An espionage campaign from North Korea’s Lazarus Group that was previously uncovered by Google researchers has now turned its attention to chemical sector organizations in South Korea, according to a report from cybersecurity company Symantec.
Google released a report in March identifying two North Korean government hacking campaigns that exploited Google Chrome 0-day CVE-2022-0609.
One of them – Operation Dream Job – had been running since at least August 2020 and most recently targeted over 250 individuals working for 10 different news media, domain registrars, web hosting providers and software vendors.
The campaign saw hackers send emails claiming to come from recruiters at Disney, Google and Oracle with fake potential job opportunities.

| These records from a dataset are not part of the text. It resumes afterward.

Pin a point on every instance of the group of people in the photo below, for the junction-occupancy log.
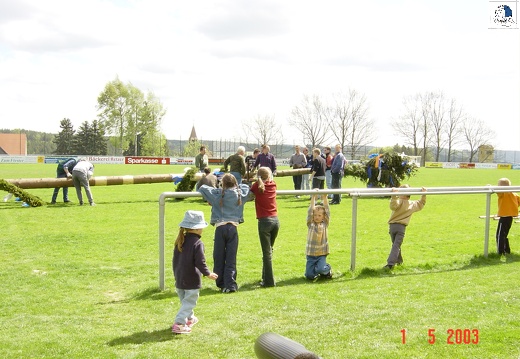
(325, 168)
(227, 208)
(80, 171)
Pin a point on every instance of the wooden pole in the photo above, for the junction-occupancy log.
(28, 183)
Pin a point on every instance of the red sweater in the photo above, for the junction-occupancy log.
(265, 202)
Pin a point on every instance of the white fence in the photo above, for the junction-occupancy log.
(356, 194)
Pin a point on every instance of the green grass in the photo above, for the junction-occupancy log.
(82, 282)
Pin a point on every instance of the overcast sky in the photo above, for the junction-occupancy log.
(216, 64)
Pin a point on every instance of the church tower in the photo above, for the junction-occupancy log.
(193, 136)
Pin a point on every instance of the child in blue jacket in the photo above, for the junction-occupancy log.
(227, 212)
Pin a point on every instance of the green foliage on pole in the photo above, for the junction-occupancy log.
(28, 198)
(384, 170)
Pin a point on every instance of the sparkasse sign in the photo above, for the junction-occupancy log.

The emails contained links spoofing legitimate job hunting websites like Indeed and ZipRecruiter, according to Google Threat Analysis Group’s Adam Weidemann.
The Threat Hunter Team at Symantec said Operation Dream Job has now been expanded to target chemical and IT sector organizations in South Korea.

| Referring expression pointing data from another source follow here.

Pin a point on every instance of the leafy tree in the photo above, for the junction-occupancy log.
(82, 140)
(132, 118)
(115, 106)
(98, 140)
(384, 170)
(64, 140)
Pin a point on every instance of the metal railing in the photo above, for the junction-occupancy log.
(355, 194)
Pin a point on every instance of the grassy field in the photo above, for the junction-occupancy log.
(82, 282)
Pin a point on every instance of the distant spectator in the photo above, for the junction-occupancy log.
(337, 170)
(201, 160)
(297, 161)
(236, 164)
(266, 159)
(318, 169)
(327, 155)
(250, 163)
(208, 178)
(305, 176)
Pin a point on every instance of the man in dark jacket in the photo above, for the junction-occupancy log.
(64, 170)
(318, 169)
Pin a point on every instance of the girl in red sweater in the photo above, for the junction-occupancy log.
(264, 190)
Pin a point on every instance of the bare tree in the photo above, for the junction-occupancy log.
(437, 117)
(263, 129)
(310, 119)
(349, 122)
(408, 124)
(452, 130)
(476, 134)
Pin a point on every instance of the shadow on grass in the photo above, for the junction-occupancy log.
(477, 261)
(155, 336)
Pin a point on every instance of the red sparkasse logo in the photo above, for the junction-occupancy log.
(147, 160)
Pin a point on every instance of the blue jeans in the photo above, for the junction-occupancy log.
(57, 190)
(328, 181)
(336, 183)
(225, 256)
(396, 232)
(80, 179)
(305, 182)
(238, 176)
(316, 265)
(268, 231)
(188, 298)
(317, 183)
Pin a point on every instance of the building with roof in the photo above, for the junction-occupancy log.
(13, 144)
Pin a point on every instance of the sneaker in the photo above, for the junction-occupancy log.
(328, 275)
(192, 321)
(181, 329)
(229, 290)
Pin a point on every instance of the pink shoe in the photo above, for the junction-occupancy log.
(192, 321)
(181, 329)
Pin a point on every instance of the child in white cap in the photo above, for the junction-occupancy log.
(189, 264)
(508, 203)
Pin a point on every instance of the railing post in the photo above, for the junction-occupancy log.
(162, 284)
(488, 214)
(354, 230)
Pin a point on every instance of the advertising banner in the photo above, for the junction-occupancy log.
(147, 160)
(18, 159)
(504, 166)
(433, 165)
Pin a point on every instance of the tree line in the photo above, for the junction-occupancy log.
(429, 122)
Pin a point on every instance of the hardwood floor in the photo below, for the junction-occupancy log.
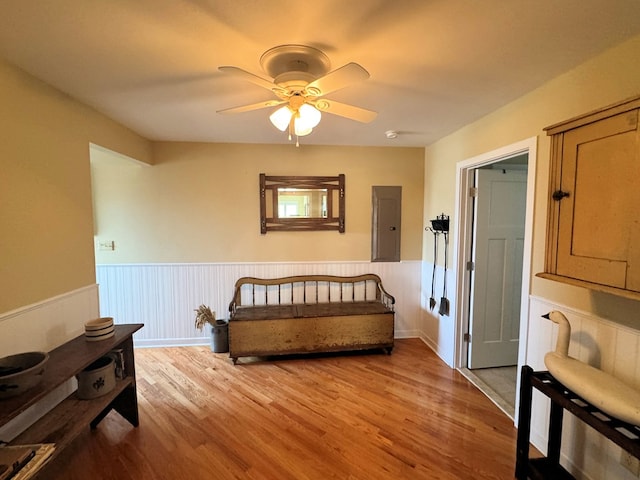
(355, 416)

They were able to tie the activity to Operation Dream Job based on file hashes, file names, and tools that were observed in previous Dream Job campaigns.
“The Lazarus group is likely targeting organizations in the chemical sector to obtain intellectual property to further North Korea’s own pursuits in this area,” Symantec explained.

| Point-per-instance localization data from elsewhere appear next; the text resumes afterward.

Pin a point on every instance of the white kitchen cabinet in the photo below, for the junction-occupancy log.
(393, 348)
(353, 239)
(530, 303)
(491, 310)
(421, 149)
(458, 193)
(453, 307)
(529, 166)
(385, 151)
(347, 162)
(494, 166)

“The group’s continuation of Operation Dream Job, as witnessed by Symantec and others, suggests that the operation is sufficiently successful.”
The company noted that the typical attack starts with a malicious link in an email and kicks off a chain of events that eventually allows the hackers to get into a system and move laterally within a network using Windows Management Instrumentation (WMI).
“In some instances, the attackers were spotted dumping credentials from the registry, installing a BAT file in a likely effort to gain persistence, and using a scheduled task configured to run as a specific user. The attackers were also observed deploying post-compromise tools, including a tool used to take screenshots of web pages viewed on the compromised machine at set intervals (SiteShoter),” Symantec said.
“They were also seen using an IP logging tool (IP Logger), a protocol used to turn computers on remotely (WakeOnLAN), a file and directory copier (FastCopy), and the File Transfer Protocol (FTP) executed under the MagicLine process.”
They provided a detailed case study of one intrusion that ran from January 17 to January 20.
On Thursday, the US Treasury’s Office of Foreign Assets Control (OFAC) attributed one of the largest decentralized finance (DeFi) hacks ever to the Lazarus Group and sanctioned the group.
Chainalysis, a company that tracks illegal blockchain transactions, said in a January report that hackers working for the North Korean government and the Lazarus Group are believed to have stolen almost $400 million worth of cryptocurrency from seven hacked companies throughout 2021.